La situación económica de Cuba no admite más dilaciones. Hasta los partidarios del castrismo son conscientes de que el sistema no produce los bienes y servicios que la sociedad reclama. De la misma forma que es ridículo creer que una democracia consiste tan sólo en celebrar elecciones cada cuatro años, no lo es menos pensar que el culto a la igualdad es el único requisito para valorar la justicia de una forma de gobierno.
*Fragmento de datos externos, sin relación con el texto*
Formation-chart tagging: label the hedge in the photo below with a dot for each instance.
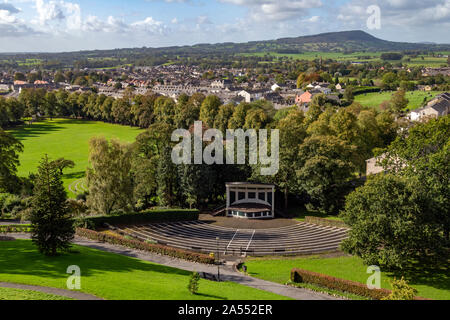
(152, 216)
(299, 275)
(15, 228)
(325, 222)
(144, 246)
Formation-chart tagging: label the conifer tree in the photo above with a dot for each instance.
(52, 227)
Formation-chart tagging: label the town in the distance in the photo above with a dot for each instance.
(93, 207)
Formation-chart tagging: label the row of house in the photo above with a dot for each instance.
(438, 107)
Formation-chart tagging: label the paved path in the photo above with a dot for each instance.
(227, 272)
(59, 292)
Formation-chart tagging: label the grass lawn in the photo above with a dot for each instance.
(65, 138)
(113, 276)
(20, 294)
(415, 98)
(433, 284)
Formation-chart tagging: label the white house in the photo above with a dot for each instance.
(250, 200)
(275, 87)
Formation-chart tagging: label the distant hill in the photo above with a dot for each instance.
(345, 41)
(356, 40)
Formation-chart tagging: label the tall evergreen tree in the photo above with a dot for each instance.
(52, 227)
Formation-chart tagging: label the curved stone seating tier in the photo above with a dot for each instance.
(301, 238)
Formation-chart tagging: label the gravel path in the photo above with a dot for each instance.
(227, 273)
(59, 292)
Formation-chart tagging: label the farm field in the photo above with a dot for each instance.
(112, 276)
(416, 98)
(433, 284)
(427, 61)
(65, 138)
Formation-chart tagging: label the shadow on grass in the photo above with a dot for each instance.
(74, 175)
(35, 130)
(44, 127)
(210, 296)
(436, 277)
(21, 257)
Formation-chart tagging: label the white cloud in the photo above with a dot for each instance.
(49, 11)
(149, 25)
(278, 10)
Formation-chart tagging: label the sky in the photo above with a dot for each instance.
(73, 25)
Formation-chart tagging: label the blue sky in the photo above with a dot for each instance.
(71, 25)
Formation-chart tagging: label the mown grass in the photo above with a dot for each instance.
(113, 276)
(416, 98)
(65, 138)
(20, 294)
(431, 283)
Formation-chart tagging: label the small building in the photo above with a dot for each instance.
(250, 200)
(438, 107)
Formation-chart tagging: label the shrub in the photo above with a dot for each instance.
(15, 228)
(401, 291)
(325, 222)
(140, 245)
(193, 283)
(299, 275)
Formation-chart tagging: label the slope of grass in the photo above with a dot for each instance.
(433, 284)
(113, 276)
(416, 98)
(65, 138)
(20, 294)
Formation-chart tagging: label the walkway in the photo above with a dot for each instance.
(226, 272)
(59, 292)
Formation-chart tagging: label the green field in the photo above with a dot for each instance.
(428, 61)
(433, 284)
(375, 99)
(65, 138)
(113, 276)
(20, 294)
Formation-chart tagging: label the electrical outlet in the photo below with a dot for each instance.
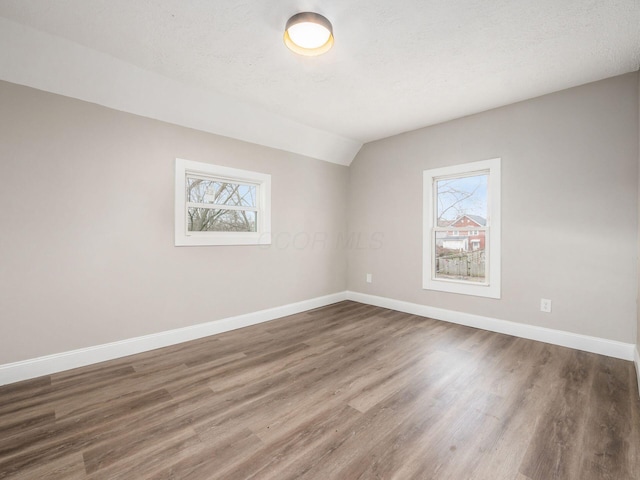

Cuba vuelve a estar en una posición casi tan dramática como en los años noventa. Al igual que entonces, la isla no está condenada a elegir entre la sumisión a los vientos de Miami y una inexistente "rebelión". Como en cualquier empresa, la política de reducción de costes ha servido para aguantar un tiempo. El Gobierno cubano ha reducido al mínimo por ejemplo el consumo de energía. Ahora le toca comenzar a producir más, sobre todo alimentos. Incentivar la agricultura y la ganadería obligará a aceptar un aumento de la desigualdad en la distribución de la renta. Los cubanos ya han hablado en todas las discusiones públicas previas a las últimas elecciones. Ahora le toca al nuevo Gobierno responder.

"Lo que nos interesa es que suban los salarios y que nuestra vida mejore", decía esta semana un cubano entrevistado por Público.

¿Hay algo más revolucionario actualmente en América Latina?